Imposte

La contabilizzazione guida il regime fiscale delle differenze di cambio

Il caso della distribuzione di dividendi in valuta estera

Le differenze di cambio mutuano il regime fiscale delle altre componenti di reddito ma solo se vengono contabilmente rappresentate insieme a queste ultime, come nel caso della cessione di partecipazioni in valuta. Se questa unitarietà non sussiste, come accade per la distribuzione di dividendi in natura, le differenze di cambio contabilizzate separatamente vanno trattate fiscalmente in via autonoma secondo le regole dell’articolo 110, comma 2, del Tuir. Alla formulazione di questo principio arriva il primo dei «Casi del think tank di Deloitte Sts», dedicato a dividendi in valuta estera e differenze di cambio.

L’analisi del tema parte dal caso di una società di diritto italiano che adotta gli standard contabili nazionali e possiede una partecipazione totalitaria in una società estera, la quale, nel corso dell’anno, ha deliberato una distribuzione di dividendi.

Il paper analizza due aspetti principali. Prima di tutto l’individuazione del momento di contabilizzazione dei dividendi secondo corretti principi contabili insieme all’eventuale obbligo, sul piano contabile, di rilevare le relative differenze cambi. Sotto questo profilo il documento sottolinea che «i proventi finanziari connessi ai dividendi deliberati devono essere determinati al tasso di cambio vigente alla data di maturazione del dividendo medesimo, ovvero alla data della relativa delibera di distribuzione». La valutazione al tasso di cambio di fine anno del credito per i dividendi, già deliberati e non ancora incassati, «genera una differenza cambio - spiega il paper - rilevabile come tale nel conto economico dell’esercizio in cui è stata adottata la predetta delibera (ed eventualmente anche negli esercizi successivi, se il tasso di cambio dovesse modificarsi ancora prima dell’incasso dei dividendi)».

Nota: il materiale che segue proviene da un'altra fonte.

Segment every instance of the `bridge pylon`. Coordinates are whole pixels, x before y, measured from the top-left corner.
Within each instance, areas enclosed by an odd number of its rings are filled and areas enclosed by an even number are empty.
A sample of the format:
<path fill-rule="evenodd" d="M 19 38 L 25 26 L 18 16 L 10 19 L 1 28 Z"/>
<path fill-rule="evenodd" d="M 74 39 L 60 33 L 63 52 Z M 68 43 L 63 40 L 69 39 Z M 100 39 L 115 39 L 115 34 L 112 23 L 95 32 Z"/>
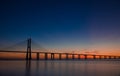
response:
<path fill-rule="evenodd" d="M 31 38 L 27 39 L 26 60 L 31 60 Z"/>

Il secondo focus riguarda invece il regime fiscale cui assoggettare i dividendi nel periodo di imposta in cui sono percepiti e, in particolare, la possibilità di considerare corretta la non attribuzione di autonoma rilevanza fiscale alle differenze cambi maturate dalla data di delibera assembleare a quella di incasso. In questo caso, «pare corretto riconoscere, in aderenza al principio generale di determinazione del reddito d’impresa - si legge nel documento - rappresentato dalla “derivazione” del reddito imponibile dal risultato economico di esercizio, l’autonoma rilevanza della contabilizzazione delle differenze su cambi e, coerentemente, non riconoscere tale rilevanza ove, come nel caso delle poste “non monetarie”, siffatte differenze non siano state contabilizzate». Una soluzione che «è da ritenersi preferibile a quella alternativa, la quale sembrerebbe emergere da alcune prese di posizione dell’agenzia delle Entrate, volta ad attribuire portata “assorbente” alle disposizioni tese ad assegnare rilevanza fiscale al principio di cassa ... e a rendere di conseguenza irrilevante la valutazione dell’elemento patrimoniale ... iscritto in contropartita del componente di reddito rilevante in base al principio da ultimo nominato».